O bombeiro que ficou gravemente ferido, na quinta-feira, quando integrava a equipa de combate aos incêndios da freguesia de Sanfins, em Valença, encontra-se no Centro Hospitalar de Coimbra com prognóstico "muito reservado".

"Está com um prognóstico muito reservado uma vez que a área queimada tem a ver com a parte superior do corpo e as vias respiratórias. A recuperação vai depender muito da maneira como o organismo reagir aos tratamentos a que está a ser submetido", explicou o presidente da direção da Associação Humanitária dos Bombeiros Voluntários de Valença, Luís Brandão Coelho.

O bombeiro, de 51 anos, foi transportado ao início da tarde de quinta-feira pelo Instituto Nacional de Emergência Médica (INEM) de Valença para o hospital de Braga e pouco depois transferido para a unidade de queimados do Centro Hospitalar de Coimbra, face à gravidade dos ferimentos.

"A boa notícia é que a extensão dos ferimentos é menor do que a do diagnóstico inicial, passou de 30 para 20%, mas o problema é que a gravidade é maior. As queimaduras são de 3.º grau, numa zona crítica para a sua sobrevivência", acrescentou Luís Brandão Coelho.

As principais queimaduras estendem-se pela zona da cabeça e do pescoço, pelo que nesta altura o bombeiro permanece em coma induzido e com respiração assistida. "Vamos aguardar pelos próximos dias para ver se consegue regenerar o corpo e recuperar, que é o que todos desejamos", apontou ainda.

O bombeiro integrava uma equipa de 16 homens que, ao início da tarde de quinta-feira, combatia as chamas na freguesia de Sanfins, em Valença, assumindo a função de motorista do Veículo Florestal de Combate a Incêndios (VFCI), que também foi atingido pelas chamas.

"Ao tentar retirar a viatura foi envolvido nas chamas, numa reviravolta do fogo provocada pelo vento", explicou, na ocasião, o presidente da corporação.

Trata-se de um elemento com "muita experiência" e que é voluntário desde 1987, precisou Brandão Coelho, admitindo que este caso tem vindo a afetar "psicologicamente" os restantes elementos daquela corporação.

Psicólogos do INEM e da Câmara de Valença estiveram na quinta-feira no quartel daquela corporação para apoiar os bombeiros que se encontravam no combate às chamas e que apresentarem sintomas de "stresse pós-traumático", admitiu ainda o responsável.

Em comunicado divulgado às 17.20 horas, o CHUC informou que estão internados em Coimbra cinco doentes queimados, provenientes de zonas de incêndios, dos quais dois têm prognóstico favorável e outros dois prognóstico reservado.
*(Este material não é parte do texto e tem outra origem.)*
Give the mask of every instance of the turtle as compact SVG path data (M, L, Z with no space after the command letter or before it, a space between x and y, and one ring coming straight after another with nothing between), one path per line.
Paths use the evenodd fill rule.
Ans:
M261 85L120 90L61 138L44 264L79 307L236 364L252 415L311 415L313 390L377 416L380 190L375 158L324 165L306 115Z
O caso mais grave é o do bombeiro de Valença, com queimaduras ao nível da extremidade cefálica e membros superiores e tronco. Está intubado e ventilado, referiu o CHUC. Este doente apresentava prognóstico reservado no período da manhã.

Um outro ferido, do sexo masculino e com 45 anos, proveniente do Hospital de Bragança, apresenta 26% da superfície corporal queimada, com queimaduras ao nível da extremidade cefálica, membros superiores e inferiores. Está igualmente intubado e ventilado, apresentando prognóstico reservado.
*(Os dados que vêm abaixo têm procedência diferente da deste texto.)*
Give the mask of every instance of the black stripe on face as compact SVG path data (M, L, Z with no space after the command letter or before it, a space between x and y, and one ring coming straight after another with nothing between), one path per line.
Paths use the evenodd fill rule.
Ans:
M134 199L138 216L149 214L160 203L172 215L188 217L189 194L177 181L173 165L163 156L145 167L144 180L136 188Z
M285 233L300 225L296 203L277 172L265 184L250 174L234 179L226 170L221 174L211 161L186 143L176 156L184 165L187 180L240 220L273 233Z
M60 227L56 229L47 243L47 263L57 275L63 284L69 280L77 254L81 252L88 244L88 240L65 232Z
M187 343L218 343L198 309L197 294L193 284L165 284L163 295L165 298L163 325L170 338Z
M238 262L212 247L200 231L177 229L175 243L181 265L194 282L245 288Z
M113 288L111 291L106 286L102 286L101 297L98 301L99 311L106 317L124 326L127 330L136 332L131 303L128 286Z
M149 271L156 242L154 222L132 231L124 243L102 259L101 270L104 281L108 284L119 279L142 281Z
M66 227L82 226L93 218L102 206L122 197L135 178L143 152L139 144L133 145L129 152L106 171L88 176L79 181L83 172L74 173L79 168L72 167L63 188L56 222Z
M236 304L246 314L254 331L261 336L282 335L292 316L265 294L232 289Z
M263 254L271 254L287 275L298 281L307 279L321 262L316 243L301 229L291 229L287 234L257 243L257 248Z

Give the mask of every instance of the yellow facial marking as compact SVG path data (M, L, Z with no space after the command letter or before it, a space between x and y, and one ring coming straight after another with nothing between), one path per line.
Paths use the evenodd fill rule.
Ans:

Proveniente do centro de saúde de Foz Côa, está também um homem internado no CHUC com 62 anos e 17% da superfície corporal queimada, com atingimento da face, mãos e membros inferiores. Está também intubado e ventilado e com prognóstico reservado.
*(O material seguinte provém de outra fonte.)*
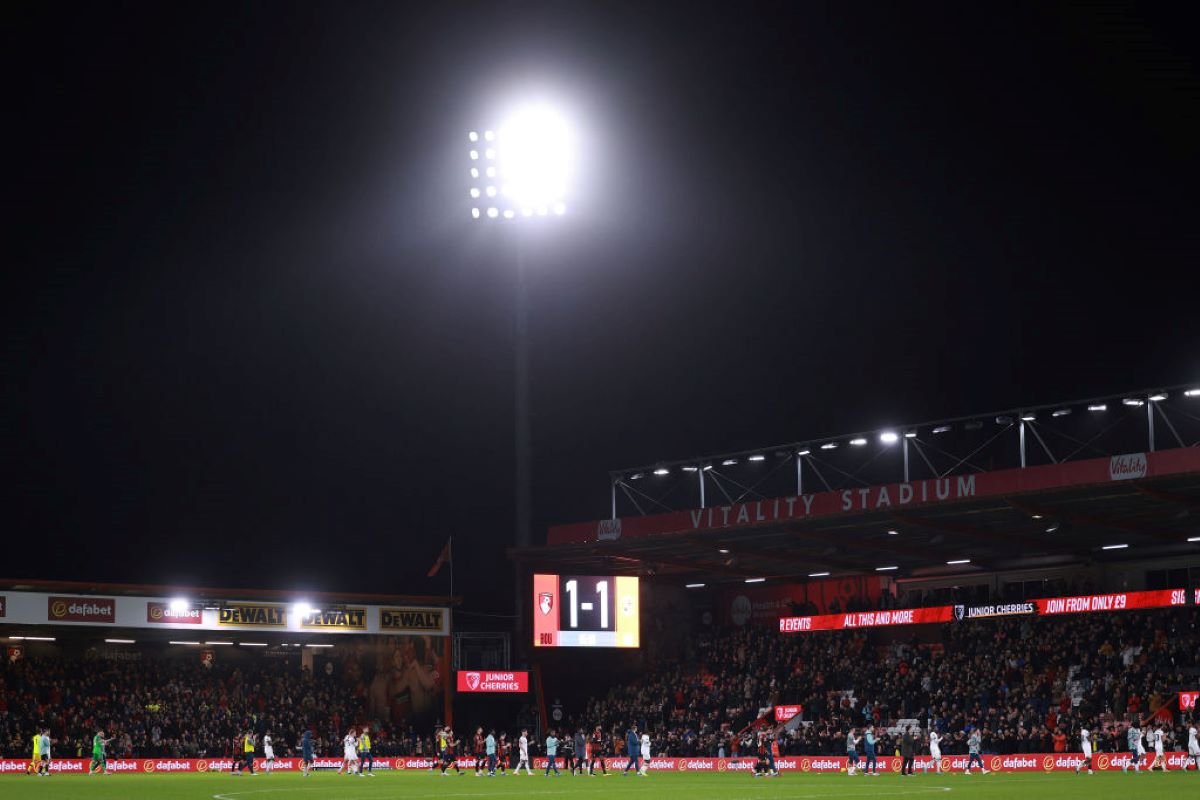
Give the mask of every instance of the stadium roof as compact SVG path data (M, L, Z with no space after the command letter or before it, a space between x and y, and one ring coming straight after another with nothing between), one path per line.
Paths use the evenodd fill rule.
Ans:
M515 557L563 573L706 583L1200 565L1200 397L1186 387L654 469L665 471L613 473L613 510L620 495L634 513L552 528L546 547Z
M94 583L85 581L42 581L37 578L0 578L0 588L11 591L55 591L82 595L109 595L125 597L186 597L191 602L221 602L258 600L263 602L289 603L300 600L325 604L368 603L378 606L457 606L461 597L445 595L386 595L358 594L348 591L306 591L301 589L216 589L205 587L155 585L132 583Z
De Vila Real chegou ao CHUC um jovem de 19 anos, com 20% da superfície corporal queimada. Apresenta prognóstico favorável.

Com 21 anos e proveniente de Viseu está também um jovem, de 21 anos, com 3% da superfície corporal queimada, apresentando prognóstico favorável.

O CHUC ativou na quinta-feira o plano de contingência destinado a dar resposta às ocorrências resultantes dos incêndios florestais.

Em comunicado enviado à agência Lusa, o CHUC referiu que disponibiliza, de imediato, seis camas de grandes queimados (na unidade de queimados), cinco camas para queimados e/ou cuidados intensivos na unidade de internamento de curta duração (área de serviço de urgência) e uma área para doentes de foro respiratório ou outros problemas médicos.

"O CHUC poderá ainda disponibilizar mais três camas de grandes queimados e cinco camas de Cuidados Intensivos. Por outro lado, o Bloco Operatório Central do CHUC foi ativado e convertido para suportar mais três salas operatórias em simultâneo. O tempo de espera para ativação destas salas é de apenas 30 minutos", dizia a nota do centro hospitalar.